Despite their success, Myumi had questions about the work they were doing. She discussed the possible uses of N-CellGen with Fielding many times, but she continued to have the feeling that he may have a hidden agenda. Unable to contain her curiosity any further, she approached him for what she hoped would be clarification. "I can envision the use of N-CellGen if a portion of the brain or spinal cord is damaged, or in the case of a severed or severely damaged limb. But we seem to be focusing on what N-CellGen can do if the spinal cord is severed. Why would a surgeon ever intentionally sever the spinal cord in a human?"

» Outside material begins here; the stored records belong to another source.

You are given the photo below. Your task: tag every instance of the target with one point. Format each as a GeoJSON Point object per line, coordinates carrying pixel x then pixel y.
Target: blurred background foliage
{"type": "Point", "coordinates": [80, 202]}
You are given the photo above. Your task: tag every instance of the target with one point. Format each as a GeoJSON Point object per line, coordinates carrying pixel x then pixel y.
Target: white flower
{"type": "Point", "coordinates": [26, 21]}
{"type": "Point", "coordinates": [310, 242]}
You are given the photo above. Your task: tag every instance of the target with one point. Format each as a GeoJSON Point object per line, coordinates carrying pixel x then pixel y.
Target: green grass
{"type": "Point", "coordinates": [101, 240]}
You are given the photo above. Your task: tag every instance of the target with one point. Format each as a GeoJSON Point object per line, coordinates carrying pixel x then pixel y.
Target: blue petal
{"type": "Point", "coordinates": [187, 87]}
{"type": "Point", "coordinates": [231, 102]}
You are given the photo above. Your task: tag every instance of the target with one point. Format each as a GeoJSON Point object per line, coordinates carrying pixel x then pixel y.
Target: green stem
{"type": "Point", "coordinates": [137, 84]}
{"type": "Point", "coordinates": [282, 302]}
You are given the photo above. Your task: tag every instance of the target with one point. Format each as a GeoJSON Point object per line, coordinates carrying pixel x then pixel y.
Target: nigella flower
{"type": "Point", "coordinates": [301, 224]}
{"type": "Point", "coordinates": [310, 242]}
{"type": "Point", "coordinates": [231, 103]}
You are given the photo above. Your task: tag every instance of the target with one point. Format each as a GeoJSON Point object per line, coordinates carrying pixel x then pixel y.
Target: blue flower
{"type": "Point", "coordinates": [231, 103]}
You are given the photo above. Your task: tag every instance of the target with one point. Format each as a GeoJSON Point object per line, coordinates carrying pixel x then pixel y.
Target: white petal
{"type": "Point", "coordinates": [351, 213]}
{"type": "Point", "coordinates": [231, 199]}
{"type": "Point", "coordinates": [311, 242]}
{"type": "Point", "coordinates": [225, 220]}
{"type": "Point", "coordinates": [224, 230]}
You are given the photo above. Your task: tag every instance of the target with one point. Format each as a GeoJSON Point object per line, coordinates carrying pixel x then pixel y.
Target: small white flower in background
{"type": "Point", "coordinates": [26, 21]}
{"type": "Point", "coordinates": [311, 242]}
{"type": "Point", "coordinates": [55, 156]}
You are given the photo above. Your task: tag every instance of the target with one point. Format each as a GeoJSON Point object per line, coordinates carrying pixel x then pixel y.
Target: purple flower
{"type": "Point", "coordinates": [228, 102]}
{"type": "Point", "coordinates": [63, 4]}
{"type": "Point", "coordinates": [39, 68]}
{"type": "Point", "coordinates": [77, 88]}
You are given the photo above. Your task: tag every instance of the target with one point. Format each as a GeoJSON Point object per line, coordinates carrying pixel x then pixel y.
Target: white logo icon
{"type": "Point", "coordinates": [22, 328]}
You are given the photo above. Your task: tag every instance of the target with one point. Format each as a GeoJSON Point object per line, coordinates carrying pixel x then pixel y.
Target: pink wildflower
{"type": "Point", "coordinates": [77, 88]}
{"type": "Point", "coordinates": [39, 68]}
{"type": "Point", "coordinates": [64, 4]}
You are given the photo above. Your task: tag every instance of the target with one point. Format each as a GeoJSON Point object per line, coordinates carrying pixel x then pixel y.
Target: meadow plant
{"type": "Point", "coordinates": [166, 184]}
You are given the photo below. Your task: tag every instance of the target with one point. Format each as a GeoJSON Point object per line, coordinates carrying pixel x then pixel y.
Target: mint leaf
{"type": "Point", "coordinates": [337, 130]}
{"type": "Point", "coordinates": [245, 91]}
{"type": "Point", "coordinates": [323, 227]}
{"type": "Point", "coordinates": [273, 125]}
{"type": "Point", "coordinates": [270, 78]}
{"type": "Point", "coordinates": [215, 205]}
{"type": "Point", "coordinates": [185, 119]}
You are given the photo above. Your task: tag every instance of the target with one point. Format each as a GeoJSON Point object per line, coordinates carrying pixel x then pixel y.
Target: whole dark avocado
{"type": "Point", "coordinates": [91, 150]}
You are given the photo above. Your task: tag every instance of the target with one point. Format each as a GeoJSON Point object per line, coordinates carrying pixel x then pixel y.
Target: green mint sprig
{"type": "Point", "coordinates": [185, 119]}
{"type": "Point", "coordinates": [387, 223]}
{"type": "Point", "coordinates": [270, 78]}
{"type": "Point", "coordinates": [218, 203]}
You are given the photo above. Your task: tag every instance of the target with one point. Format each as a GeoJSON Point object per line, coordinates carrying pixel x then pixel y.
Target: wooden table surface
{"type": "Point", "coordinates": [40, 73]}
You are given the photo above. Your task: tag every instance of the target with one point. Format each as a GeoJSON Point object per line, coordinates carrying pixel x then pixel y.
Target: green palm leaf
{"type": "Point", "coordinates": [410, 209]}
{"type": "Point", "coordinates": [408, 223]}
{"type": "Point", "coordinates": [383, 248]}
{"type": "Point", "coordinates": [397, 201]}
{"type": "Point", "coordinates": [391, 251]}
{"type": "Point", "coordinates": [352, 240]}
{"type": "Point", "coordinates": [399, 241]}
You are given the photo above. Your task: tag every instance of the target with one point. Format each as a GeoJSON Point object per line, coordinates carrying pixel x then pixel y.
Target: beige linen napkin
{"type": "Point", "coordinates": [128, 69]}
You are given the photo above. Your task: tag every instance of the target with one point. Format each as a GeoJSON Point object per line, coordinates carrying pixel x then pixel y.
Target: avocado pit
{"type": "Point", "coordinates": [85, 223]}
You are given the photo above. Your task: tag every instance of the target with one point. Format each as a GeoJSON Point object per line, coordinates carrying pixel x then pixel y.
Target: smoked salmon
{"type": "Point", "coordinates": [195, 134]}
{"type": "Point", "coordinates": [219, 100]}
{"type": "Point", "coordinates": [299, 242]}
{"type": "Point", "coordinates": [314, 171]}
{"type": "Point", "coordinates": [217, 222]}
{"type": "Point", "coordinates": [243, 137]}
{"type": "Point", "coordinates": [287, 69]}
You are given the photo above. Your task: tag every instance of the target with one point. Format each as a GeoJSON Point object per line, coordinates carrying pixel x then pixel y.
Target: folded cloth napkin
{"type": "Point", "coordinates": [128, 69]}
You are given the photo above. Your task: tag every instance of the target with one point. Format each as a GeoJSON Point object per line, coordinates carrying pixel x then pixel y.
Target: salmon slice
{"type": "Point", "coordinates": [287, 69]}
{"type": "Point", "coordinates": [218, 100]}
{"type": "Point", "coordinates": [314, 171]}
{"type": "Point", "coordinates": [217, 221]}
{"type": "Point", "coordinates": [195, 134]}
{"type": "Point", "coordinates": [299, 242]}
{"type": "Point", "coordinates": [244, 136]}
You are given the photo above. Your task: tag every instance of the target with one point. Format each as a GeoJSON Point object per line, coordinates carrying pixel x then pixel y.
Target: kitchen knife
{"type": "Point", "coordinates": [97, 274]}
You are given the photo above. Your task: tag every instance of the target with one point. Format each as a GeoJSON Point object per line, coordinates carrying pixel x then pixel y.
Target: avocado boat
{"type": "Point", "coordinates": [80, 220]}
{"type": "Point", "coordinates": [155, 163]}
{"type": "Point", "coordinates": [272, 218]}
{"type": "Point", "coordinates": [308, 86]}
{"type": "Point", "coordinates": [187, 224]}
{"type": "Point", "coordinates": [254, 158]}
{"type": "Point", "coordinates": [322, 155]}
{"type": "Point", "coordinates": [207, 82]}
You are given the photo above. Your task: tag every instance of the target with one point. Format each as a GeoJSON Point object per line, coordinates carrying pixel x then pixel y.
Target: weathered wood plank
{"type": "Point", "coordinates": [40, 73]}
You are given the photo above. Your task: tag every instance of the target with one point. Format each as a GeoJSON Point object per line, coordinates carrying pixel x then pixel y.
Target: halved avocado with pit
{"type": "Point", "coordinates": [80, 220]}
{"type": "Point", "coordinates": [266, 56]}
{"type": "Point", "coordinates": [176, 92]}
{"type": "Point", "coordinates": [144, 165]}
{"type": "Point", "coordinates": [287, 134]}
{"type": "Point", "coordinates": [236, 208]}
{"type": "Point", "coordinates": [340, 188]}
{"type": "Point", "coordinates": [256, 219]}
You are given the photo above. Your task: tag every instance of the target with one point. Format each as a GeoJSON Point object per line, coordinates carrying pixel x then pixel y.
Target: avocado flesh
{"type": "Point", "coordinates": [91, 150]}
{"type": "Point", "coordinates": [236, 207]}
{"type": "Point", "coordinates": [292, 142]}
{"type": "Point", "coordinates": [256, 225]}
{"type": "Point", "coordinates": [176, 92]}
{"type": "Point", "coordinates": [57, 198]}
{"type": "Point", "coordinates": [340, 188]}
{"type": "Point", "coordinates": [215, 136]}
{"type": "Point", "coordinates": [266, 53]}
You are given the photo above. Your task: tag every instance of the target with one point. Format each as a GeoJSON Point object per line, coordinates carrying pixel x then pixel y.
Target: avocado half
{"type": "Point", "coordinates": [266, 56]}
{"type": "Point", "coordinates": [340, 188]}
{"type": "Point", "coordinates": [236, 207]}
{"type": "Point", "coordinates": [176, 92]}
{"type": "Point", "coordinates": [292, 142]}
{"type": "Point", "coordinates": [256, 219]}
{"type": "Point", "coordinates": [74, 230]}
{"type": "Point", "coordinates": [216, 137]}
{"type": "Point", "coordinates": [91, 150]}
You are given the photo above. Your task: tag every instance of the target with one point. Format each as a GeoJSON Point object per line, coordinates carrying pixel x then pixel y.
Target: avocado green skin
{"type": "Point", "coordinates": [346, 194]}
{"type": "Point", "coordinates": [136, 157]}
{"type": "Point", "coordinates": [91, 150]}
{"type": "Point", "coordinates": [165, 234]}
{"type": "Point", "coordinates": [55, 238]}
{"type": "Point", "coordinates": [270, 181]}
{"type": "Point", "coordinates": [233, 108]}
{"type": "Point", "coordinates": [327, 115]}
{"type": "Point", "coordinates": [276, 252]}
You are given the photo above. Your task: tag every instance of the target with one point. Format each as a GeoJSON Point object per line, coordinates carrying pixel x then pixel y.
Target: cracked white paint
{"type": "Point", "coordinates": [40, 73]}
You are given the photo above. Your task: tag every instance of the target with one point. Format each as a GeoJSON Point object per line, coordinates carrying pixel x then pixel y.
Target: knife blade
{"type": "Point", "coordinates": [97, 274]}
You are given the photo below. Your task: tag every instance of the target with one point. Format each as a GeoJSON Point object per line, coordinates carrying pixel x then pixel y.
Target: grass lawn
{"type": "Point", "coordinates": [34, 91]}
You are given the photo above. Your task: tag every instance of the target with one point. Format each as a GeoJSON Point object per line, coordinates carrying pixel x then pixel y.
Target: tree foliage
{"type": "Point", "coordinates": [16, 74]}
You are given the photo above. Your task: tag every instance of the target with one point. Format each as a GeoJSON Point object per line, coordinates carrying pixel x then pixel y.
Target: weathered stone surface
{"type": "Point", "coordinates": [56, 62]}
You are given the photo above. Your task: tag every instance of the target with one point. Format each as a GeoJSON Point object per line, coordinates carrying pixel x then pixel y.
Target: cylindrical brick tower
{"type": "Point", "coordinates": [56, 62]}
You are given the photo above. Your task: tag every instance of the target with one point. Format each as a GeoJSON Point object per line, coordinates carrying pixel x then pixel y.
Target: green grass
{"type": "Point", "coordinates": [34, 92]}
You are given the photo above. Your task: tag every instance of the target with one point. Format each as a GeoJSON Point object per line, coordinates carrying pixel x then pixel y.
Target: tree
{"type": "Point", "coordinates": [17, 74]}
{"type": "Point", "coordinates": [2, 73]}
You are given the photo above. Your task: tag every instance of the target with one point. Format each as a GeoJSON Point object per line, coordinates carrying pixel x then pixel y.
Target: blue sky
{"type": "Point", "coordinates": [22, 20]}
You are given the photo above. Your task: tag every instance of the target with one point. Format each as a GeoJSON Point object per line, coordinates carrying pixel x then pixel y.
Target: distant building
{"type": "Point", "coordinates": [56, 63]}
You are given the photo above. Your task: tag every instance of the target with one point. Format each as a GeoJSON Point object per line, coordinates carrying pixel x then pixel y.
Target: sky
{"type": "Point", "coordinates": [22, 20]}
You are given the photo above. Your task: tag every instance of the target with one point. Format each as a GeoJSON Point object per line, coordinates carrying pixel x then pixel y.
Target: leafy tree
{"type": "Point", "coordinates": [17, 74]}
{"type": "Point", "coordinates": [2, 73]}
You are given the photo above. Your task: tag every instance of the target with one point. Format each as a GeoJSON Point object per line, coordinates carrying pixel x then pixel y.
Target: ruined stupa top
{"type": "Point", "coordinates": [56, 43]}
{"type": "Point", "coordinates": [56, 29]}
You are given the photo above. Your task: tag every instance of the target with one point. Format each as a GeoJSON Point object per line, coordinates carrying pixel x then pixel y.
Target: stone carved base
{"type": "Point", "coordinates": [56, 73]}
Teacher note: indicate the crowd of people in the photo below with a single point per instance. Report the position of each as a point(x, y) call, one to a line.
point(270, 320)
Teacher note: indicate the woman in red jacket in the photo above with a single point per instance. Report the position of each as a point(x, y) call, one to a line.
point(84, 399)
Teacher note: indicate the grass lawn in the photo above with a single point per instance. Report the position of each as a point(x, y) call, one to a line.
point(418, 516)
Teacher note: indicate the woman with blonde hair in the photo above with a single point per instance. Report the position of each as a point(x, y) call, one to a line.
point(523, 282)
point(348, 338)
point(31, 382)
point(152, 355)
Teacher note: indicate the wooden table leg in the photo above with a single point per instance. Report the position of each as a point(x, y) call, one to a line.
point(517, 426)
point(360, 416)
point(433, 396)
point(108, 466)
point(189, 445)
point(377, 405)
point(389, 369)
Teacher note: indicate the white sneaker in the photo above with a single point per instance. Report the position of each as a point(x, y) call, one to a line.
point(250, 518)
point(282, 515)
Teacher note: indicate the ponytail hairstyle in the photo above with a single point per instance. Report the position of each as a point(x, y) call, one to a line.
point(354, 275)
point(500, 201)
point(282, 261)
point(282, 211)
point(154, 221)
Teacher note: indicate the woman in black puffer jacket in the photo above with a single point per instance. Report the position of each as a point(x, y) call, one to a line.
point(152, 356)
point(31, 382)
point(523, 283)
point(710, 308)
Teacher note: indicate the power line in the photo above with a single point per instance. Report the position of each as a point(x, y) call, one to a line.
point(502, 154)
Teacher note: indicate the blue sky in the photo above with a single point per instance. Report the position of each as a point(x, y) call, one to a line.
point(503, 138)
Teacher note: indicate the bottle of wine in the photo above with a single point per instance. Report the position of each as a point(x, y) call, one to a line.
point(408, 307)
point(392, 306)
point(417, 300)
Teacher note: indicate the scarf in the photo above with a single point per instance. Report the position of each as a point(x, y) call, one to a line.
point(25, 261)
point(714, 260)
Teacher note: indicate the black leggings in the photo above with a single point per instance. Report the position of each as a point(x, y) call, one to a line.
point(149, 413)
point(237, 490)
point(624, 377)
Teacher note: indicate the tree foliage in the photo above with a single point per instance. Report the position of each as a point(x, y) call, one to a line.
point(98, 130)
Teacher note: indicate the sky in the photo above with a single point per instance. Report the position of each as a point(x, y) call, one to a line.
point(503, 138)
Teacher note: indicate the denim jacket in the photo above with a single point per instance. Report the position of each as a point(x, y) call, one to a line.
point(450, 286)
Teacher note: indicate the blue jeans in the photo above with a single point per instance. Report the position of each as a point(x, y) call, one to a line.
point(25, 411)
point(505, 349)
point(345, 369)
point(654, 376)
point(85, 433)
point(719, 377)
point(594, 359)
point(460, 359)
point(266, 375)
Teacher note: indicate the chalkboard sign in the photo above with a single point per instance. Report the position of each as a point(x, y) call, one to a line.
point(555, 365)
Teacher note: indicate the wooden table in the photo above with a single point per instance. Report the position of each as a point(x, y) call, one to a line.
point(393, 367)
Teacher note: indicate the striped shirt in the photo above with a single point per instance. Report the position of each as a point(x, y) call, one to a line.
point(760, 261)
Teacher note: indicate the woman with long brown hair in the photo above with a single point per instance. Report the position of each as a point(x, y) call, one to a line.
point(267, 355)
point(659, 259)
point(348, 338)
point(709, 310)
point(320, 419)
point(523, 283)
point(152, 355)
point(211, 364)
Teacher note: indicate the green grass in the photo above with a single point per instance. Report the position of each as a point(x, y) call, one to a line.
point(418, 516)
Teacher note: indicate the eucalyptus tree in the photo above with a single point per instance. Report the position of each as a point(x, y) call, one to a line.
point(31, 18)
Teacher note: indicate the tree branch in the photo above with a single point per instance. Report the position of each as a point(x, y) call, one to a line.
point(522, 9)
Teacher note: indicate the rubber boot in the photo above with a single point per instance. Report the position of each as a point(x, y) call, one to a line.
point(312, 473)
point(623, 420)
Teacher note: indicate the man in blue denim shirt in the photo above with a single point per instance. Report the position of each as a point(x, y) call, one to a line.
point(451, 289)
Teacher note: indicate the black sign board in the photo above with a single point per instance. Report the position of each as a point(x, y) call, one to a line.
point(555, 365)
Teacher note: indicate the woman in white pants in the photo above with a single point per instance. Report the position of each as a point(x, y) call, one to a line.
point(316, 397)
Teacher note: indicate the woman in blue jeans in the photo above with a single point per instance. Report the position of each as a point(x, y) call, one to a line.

The question surprised Fielding. He knew his answer had to be direct and to the point. "Because severing and reconnecting the spine is the critical element of a brain transplant."
Myumi reacted in stunned silence. She turned away to think. After what seemed like several minutes she said, "Good Lord, Garrett, are you seriously considering the possibility of a human brain transplant?"
"I am. Let me explain. My best friend, who had an IQ close to 200, died the night of our graduation from med school due to internal injuries he suffered in a car accident. The doctors did everything they could to save him, but to no avail. He lingered in a semi-conscious state for almost fifteen hours. Ever since then I've wondered if a brain transplant could have saved his extraordinary mind."
Another prolonged silence followed Fielding's explanation. He and Myumi looked blankly at one another until he said, "Look, Myumi, I'm not saying we're going to be doing brain transplants any time soon, but I think this is definitely the outcome we're headed toward. Think about it. Over the past half-century there have been thousands of heart, lung, liver and kidney transplants. In each instance, life is given to someone by another. Why can't the same thing be done with the brain?"
"But wouldn't the brain of the donor have to be alive at the time of the transplant?"
"Yes," Fielding said, "the brain of the donor and the recipient would both have to be alive."
"Taking the brain from a living person seems more like science fiction than science, Garrett. Have you considered the ethical and legal implications of such a surgery? And how would you prevent organ rejection?"
"I extensively researched those two questions while I did my fellowship at New Mexico. I found no legal, ethical or religious covenants that would prohibit the transplant itself. As for organ rejection, the research suggested the brain, unlike other organs, is immunologically privileged."
Myumi once again turned away. She brushed a few flecks of dust from her lab coat, and then removed and replaced the silver clip that held her ponytail in place. "What you've said almost makes a brain transplant seem plausible. Do you really think N-CellGen will work on humans?"
"Honestly, Myumi, I don't know. I haven't given that question any thought. But I do know that both our reputations will be at stake if we continue on our present course. The worst case scenario is that I'll be laughed out of medicine and you out of neuroscience research."
"If you're willing to accept that risk, then so am I."
"I'm really glad you feel that way," Fielding said. "What I envision will be unlike any other transplant ever performed. In the case of heart, lung, kidney or whatever, the one who benefits from the transplant is the recipient. With the brain transplant, the donor is the beneficiary."
Myumi nodded, immediately acknowledging the inescapable logic of Fielding's statement. "I agree, Garrett, but what you're proposing isn't just a brain transplant. It's also a...a body trade!"